Can you share any highlights of your experience with the Land Cruiser, with us?
Yorkshire farmers are hard to impress but appearing on a farm in a Land Cruiser has generated a lot of interest. Farmers anywhere are impressed by solid, reliable go anywhere no-nonsense vehicles and I know from the comments my clients make, the Land Cruiser is met with respect and approval. I did smile on travelling to one farm in treacherous weather and driving conditions with a film crew following on in another make of vehicle. The crew failed to appear to film the on-farm emergency I was attending, because they had gone off the road and become stuck in a ditch. The moral is: get yourselves a Toyota Land Cruiser.
Have you been able to drive the Land Cruiser on any really tough terrain and if so, what was it like?

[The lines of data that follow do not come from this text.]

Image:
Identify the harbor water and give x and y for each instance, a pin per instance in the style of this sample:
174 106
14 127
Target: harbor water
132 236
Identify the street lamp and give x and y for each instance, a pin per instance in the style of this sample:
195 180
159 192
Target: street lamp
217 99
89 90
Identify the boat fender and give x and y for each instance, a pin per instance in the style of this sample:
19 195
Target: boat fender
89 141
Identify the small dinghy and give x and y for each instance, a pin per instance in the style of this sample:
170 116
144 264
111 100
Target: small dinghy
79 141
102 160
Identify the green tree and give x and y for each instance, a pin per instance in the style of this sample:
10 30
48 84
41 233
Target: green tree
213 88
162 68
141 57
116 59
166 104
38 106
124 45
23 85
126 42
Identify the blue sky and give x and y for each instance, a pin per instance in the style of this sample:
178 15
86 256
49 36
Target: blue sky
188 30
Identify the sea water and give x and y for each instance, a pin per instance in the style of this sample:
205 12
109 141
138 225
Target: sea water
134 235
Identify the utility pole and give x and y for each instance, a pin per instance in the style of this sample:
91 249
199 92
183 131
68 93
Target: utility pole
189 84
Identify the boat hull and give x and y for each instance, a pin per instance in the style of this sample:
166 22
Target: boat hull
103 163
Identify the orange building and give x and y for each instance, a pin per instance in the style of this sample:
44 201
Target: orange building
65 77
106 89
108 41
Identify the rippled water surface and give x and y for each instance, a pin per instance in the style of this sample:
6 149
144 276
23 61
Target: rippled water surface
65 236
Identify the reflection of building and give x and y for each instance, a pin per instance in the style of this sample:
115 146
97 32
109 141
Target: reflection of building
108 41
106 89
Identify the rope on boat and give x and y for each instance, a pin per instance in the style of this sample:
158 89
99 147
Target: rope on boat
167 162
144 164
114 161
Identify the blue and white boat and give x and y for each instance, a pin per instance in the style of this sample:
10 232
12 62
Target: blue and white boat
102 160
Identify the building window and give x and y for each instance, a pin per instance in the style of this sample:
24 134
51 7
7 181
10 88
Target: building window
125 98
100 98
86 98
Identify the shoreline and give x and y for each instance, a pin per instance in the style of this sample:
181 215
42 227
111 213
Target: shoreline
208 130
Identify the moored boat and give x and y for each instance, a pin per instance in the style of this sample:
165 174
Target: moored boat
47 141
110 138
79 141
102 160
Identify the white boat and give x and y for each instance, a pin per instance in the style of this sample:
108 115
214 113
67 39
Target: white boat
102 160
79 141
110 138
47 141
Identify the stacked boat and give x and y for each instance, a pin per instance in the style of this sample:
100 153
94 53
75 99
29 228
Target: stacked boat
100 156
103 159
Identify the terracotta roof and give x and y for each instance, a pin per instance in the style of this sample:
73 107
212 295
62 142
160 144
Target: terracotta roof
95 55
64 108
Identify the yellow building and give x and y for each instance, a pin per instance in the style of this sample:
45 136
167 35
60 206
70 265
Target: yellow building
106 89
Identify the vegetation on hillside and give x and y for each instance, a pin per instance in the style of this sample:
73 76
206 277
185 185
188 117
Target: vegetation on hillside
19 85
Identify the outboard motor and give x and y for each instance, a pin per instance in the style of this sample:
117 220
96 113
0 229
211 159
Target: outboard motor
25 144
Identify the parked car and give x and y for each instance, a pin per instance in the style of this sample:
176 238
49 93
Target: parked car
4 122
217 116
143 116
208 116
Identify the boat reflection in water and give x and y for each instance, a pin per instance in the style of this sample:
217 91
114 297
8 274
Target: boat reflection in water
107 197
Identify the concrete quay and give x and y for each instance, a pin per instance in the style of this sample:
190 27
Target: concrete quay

I have always been very precious about my vehicles and despite working on farms, often in muddy and dirty conditions, I like to think I have always looked after them well. I recently had to visit a ewe giving birth in a field and time was critical, so I drove across the fields to get there. The Land Cruiser handled it as if the field was a main road, so smooth and responsive; the ewe and baby lamb are thriving.
Where would you love to take the Land Cruiser for a trip? Do you have a pet you’d take along?
We have visited many places in the world and noted Land Cruisers in use in many locations where robustness, reliability and good ground clearance is essential. It is fair to say I really need to explore more countryside on my own doorstep and in the near future. I would like to visit the more remote areas of Scotland which has some of the most ruggedly beautiful terrain in the UK.
What’s next for you and the Land Cruiser – have you any special trips planned as lockdown eases?
Apart from a trip to Scotland I have no trips planned in the near future as lockdown eases. I will continue to be working and testing the Land Cruiser’s capabilities visiting remote farms. As the saying goes, “there is no rest for the wicked!”